Published using Google Docs
6/09/2017
Updated automatically every 5 minutes

Picking features and implementing LibSVM

Tina Z, June 9, 2016

Last week I wrote a few scripts to automate collecting data on a Raspberry Pi, and now that I finished collecting data I can finally implement the machine learning algorithm that was mentioned in the previous week’s blog post.

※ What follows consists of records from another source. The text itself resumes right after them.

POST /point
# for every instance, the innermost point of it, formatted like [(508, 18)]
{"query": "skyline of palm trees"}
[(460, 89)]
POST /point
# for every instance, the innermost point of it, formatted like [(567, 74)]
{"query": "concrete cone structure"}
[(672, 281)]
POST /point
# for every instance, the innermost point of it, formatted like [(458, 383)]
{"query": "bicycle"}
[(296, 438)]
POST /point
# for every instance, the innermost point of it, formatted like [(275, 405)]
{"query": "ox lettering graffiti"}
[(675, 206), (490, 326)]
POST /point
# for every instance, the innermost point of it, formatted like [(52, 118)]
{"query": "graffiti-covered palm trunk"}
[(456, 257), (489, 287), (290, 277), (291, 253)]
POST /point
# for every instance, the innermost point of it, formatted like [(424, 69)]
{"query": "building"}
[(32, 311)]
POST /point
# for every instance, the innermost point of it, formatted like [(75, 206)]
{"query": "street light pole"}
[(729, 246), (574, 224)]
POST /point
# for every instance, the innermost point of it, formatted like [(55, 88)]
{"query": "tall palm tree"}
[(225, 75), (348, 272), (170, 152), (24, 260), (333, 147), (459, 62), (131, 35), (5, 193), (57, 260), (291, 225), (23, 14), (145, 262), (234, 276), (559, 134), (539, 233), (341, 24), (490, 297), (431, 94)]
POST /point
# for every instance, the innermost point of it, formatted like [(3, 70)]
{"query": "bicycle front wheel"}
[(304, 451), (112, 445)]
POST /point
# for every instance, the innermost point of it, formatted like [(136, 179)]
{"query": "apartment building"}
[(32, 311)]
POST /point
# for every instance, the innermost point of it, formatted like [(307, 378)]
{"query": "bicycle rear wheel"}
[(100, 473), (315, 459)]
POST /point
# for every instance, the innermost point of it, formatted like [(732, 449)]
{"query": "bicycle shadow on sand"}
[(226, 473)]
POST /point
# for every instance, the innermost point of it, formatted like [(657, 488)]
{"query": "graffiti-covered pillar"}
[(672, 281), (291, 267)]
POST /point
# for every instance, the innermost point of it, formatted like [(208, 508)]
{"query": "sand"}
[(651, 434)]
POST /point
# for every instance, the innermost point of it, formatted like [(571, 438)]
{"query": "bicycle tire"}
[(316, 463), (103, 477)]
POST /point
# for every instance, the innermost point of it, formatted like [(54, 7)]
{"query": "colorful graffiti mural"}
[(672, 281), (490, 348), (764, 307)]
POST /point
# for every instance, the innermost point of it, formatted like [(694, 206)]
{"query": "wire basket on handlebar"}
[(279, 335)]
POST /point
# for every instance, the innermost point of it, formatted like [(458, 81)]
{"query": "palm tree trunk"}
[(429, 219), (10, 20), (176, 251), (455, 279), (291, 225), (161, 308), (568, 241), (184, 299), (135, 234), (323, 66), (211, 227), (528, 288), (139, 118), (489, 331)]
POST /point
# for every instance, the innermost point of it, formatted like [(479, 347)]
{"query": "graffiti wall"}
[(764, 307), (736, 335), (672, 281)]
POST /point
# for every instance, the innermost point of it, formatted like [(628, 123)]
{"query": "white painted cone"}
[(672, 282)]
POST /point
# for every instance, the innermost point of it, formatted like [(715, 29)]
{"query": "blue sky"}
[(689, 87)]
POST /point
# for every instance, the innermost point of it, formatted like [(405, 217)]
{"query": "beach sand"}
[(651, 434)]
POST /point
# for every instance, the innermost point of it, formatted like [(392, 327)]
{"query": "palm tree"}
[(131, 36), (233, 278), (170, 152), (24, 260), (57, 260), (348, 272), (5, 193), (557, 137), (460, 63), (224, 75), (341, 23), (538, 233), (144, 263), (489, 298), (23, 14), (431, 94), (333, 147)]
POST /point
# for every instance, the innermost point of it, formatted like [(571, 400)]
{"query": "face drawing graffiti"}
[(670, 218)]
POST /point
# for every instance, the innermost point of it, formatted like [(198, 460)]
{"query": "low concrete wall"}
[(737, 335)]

Without going too much into the details, in machine learning a support vector machine can train itself to classify data, mapping the data sets to the outputs, by first analyzing a training set of data. Then, it can be used to operate on real word examples.

 

Fig 1: concept of a multi-class SVM, from Andrew Ng’s Stanford open-source machine learning course

In the above, we have to differentiate between four different kinds of the objects, which are our output variables. If the output features are in the order [cross triangle circle square], the output of our machine learning algorithm will be in the format of a vector like [0 1 0 0], or that the given data indicate that it belongs to the triangle class. The commonly used LibSVM library, which could be used as a Matlab add-on, can do this super easily for us. We first have to pick a kernel, which “draws” the lines dividing the classes in some certain way (ex. linear kernel means straight lines, etc. for logarithmic kernel) By giving it a set of data and some parameters, we’ll be good to go.

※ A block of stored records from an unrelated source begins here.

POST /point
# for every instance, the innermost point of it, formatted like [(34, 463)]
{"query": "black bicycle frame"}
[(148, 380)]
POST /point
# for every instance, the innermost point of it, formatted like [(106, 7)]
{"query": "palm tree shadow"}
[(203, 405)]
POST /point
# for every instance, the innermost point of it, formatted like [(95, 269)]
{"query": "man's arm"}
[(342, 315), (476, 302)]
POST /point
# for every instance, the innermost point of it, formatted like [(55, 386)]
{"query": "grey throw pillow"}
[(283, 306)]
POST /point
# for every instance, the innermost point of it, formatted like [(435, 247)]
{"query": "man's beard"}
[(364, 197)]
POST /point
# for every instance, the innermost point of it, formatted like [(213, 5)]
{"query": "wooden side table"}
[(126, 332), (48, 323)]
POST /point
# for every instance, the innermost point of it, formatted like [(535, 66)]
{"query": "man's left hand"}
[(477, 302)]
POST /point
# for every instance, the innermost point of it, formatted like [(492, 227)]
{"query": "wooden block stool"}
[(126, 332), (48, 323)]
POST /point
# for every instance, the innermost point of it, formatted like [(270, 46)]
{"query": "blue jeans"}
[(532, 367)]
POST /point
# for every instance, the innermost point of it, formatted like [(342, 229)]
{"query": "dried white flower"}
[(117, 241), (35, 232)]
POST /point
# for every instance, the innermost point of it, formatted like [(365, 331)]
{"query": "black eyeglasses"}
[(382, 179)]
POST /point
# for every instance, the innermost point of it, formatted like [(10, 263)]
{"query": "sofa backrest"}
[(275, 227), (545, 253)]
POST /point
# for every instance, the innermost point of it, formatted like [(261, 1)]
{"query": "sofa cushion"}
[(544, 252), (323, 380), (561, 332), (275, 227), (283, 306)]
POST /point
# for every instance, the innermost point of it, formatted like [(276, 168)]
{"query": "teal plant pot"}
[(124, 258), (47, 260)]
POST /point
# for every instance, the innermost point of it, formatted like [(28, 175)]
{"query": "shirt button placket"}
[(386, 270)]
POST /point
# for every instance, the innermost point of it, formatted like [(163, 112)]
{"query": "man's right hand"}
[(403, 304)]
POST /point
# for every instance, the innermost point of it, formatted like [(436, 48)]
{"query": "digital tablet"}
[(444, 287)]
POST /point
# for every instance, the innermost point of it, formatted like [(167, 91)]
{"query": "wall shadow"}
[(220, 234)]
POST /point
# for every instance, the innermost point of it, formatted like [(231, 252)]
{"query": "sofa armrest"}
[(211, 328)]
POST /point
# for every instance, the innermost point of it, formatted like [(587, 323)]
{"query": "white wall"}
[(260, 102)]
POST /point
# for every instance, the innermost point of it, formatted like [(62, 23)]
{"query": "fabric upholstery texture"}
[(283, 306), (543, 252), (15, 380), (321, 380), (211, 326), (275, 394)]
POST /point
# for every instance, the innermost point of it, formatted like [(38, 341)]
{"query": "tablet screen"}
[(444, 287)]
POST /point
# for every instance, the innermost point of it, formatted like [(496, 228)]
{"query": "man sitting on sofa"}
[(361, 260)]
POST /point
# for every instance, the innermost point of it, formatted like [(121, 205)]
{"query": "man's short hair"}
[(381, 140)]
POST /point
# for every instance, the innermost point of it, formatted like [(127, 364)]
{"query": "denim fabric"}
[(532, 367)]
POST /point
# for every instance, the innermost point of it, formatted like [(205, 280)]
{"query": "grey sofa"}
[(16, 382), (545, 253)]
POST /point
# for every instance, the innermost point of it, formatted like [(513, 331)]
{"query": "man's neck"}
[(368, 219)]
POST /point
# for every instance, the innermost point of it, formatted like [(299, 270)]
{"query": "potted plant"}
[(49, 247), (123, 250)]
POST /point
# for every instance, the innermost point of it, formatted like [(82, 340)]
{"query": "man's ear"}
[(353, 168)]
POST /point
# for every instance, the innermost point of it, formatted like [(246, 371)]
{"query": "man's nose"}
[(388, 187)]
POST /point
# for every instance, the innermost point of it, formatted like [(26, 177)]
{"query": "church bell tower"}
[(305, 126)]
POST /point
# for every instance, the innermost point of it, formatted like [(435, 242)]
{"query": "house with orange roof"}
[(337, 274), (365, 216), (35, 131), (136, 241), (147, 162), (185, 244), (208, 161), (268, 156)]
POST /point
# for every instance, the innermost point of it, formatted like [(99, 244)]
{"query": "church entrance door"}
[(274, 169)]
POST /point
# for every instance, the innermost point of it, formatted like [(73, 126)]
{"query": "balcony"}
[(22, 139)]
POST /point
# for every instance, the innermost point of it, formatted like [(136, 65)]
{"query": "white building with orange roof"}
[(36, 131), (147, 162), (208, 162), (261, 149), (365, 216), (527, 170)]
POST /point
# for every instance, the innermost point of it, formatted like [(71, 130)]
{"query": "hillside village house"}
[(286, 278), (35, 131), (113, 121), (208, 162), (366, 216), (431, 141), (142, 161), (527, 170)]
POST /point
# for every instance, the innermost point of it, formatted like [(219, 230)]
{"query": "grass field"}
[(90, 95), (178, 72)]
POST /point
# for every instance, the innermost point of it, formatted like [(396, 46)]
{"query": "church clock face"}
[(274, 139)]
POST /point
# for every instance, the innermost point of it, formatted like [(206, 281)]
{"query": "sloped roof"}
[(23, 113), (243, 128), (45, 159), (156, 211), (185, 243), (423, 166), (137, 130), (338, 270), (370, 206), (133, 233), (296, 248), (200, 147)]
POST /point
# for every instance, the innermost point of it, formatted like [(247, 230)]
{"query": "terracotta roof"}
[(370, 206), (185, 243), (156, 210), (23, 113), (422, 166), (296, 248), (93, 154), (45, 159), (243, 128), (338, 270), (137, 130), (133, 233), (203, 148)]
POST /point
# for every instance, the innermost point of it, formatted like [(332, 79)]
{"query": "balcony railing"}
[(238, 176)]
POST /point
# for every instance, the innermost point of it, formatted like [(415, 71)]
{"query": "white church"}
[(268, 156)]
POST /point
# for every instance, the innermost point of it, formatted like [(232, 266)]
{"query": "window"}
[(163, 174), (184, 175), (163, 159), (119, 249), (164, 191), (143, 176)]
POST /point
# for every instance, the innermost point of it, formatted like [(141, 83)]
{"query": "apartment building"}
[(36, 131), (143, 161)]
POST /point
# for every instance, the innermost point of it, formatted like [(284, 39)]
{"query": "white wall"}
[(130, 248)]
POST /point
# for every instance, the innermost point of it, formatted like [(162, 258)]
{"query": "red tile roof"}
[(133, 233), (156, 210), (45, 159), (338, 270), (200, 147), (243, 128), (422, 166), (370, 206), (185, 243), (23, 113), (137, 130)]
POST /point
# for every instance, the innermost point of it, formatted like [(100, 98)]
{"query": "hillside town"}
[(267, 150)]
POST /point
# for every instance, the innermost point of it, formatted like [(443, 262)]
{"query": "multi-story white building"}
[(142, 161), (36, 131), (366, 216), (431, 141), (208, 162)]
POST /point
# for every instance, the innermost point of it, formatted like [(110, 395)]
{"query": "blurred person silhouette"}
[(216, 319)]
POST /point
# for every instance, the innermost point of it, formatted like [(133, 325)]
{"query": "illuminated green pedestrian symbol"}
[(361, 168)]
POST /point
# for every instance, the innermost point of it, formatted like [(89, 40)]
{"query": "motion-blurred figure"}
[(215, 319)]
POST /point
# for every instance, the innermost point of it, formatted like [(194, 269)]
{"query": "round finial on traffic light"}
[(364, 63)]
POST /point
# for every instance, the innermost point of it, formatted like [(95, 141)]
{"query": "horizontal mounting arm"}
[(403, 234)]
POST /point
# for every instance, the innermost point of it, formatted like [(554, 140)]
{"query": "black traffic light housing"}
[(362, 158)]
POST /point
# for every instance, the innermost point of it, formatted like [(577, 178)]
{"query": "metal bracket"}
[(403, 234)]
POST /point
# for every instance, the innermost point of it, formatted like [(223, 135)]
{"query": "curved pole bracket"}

Like last week, I’ve written some code that might be an okay starting point for this. I have 20 data sets from last week sampled at 500kHz for 1 second after page loading (by accident, I wanted to sample for 5 seconds, I may have to go back and take more data). This is on DC current by the way, because the Picoscope measured across a sensing resistor, so all the DC voltage values were divided by its resistance which was 1.4 ohms.

 

Things that are again worrisome:

Matlab code saved as LibsvmTest.m

data = []; %

m = 10; % Number of training sets

Fs = 0.5*10^6; % sampling frequency

data_secs = 1;

 

% -- examples

variables = ['var1' 'var2' 'var3'];

outputs = ['yahoo' 'google' 'bing' 'unknown'];

% training_label_vector = [1 0 0 0; 0 1 0 0; 0 0 1 0]; % outputs

training_label_vector = eye(m); % outputs

training_instance_matrix = [];

% training_instance_matrix = [12 34 56; 0 1 2; 78 90 12]; % data

 

for i = 1:m

    fileID = fopen(['data' num2str(i) '.bin']);

    data = [data; (fread(fileID, 'float'))'];

end

 

% ?? to variables

% fft 1 second window with 50% overlap

% 1 to 2, then 1.5 to 2.5, then 2 to 3 (500kS each)

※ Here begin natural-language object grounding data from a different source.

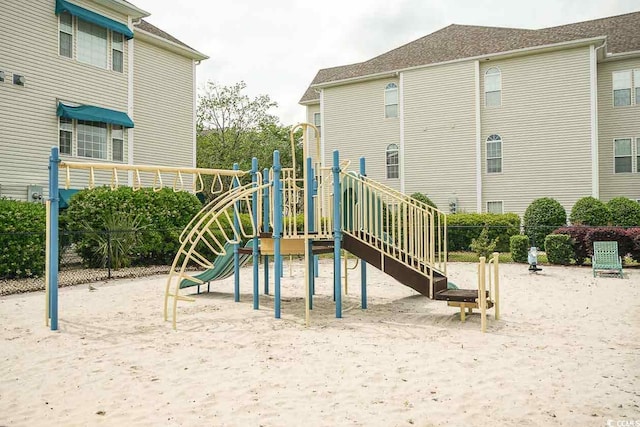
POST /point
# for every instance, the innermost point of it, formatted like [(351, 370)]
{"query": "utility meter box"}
[(34, 194)]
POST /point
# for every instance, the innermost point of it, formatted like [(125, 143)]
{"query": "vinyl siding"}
[(28, 123), (439, 147), (618, 122), (163, 107), (354, 124), (544, 121)]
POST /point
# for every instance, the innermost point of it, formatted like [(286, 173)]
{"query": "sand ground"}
[(565, 352)]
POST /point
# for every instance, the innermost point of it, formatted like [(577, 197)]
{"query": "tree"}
[(233, 128)]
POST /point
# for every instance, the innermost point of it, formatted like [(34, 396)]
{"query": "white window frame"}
[(110, 137), (390, 150), (317, 122), (493, 72), (389, 89), (617, 84), (488, 141), (630, 155), (495, 201), (110, 45)]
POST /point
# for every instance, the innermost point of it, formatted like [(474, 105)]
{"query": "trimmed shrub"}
[(462, 228), (424, 199), (482, 246), (578, 242), (160, 216), (624, 212), (22, 239), (590, 211), (519, 248), (542, 217), (558, 248)]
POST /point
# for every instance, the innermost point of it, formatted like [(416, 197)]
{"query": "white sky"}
[(277, 46)]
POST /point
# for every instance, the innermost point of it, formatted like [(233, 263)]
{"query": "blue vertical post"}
[(54, 161), (337, 234), (265, 225), (254, 214), (236, 236), (310, 227), (363, 264), (277, 229)]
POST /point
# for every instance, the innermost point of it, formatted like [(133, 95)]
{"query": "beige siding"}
[(618, 122), (545, 125), (28, 123), (311, 137), (354, 124), (439, 105), (163, 108)]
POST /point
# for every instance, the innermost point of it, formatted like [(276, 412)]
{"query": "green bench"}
[(606, 259)]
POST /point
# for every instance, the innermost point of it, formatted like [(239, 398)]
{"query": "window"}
[(117, 49), (66, 135), (393, 161), (391, 101), (636, 84), (622, 155), (621, 88), (92, 44), (92, 139), (494, 154), (317, 121), (117, 143), (66, 34), (494, 207), (492, 87)]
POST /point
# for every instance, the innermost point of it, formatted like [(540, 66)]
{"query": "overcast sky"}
[(277, 46)]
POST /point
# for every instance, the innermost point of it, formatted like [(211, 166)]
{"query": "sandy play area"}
[(566, 352)]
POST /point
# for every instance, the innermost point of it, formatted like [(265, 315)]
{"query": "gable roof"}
[(466, 41), (158, 33)]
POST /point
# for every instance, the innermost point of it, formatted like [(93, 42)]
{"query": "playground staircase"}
[(396, 234)]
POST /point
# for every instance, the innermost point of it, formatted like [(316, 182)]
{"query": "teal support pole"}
[(254, 214), (265, 225), (337, 234), (236, 247), (54, 161), (363, 264), (277, 229), (311, 228)]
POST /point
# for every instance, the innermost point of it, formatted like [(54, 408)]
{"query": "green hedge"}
[(558, 248), (519, 247), (22, 239), (462, 228), (157, 217)]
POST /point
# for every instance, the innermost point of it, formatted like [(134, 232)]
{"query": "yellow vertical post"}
[(496, 278), (482, 294), (47, 248)]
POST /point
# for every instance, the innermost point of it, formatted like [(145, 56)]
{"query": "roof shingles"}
[(465, 41)]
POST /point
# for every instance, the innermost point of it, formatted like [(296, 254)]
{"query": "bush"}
[(558, 248), (542, 217), (578, 241), (22, 239), (624, 212), (424, 199), (590, 211), (462, 228), (161, 215), (519, 248), (482, 246)]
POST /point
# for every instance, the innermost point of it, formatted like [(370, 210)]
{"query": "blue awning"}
[(95, 18), (94, 114)]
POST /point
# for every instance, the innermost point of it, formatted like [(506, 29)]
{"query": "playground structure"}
[(342, 209)]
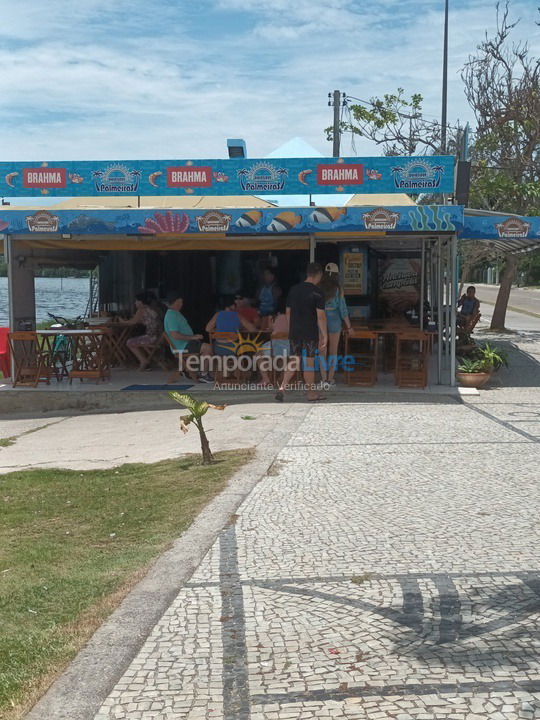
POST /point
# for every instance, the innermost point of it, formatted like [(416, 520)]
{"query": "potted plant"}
[(472, 372), (493, 357), (465, 343), (476, 370)]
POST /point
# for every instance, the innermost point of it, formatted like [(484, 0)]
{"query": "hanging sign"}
[(353, 273), (237, 176), (236, 221)]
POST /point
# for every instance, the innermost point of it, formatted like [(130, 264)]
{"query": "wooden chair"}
[(5, 363), (31, 362), (179, 355), (230, 341), (277, 375), (155, 351), (363, 346), (412, 359), (91, 356)]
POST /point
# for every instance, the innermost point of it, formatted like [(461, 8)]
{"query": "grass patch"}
[(72, 544)]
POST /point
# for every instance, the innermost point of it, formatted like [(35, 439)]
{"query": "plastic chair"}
[(5, 364)]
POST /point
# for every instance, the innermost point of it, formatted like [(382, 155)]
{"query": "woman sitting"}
[(279, 345), (144, 315), (227, 320), (336, 314)]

% [FFT from 0.1-0.3 FFT from 0.2-0.4 ... FFT from 0.9-1 ]

FFT_N = 0.10*Fs;

for k=0:0.10:data_secs-0.10

    beg = (Fs*k)+1

    en = Fs*k+FFT_N % should window and zero pad data. unf, no signal processing toolbox

    training_instance_matrix = [training_instance_matrix abs(fft(data(:, beg:en), FFT_N, 2)/FFT_N)];

end

 

model = svmtrain(training_label_vector, training_instance_matrix, '-t 0');

The code is pretty self explanatory: I read a few binary files’ worth of data, run an FFT on it, then accumulate it in a matrix. Seeing as I’m reading DC current not AC, I probably had no reason to run the FFT so I’ll probably get rid of that and use some statistics instead as my variables (mean power, etc.) The above is now part of the forked SPQR1 repo on Github.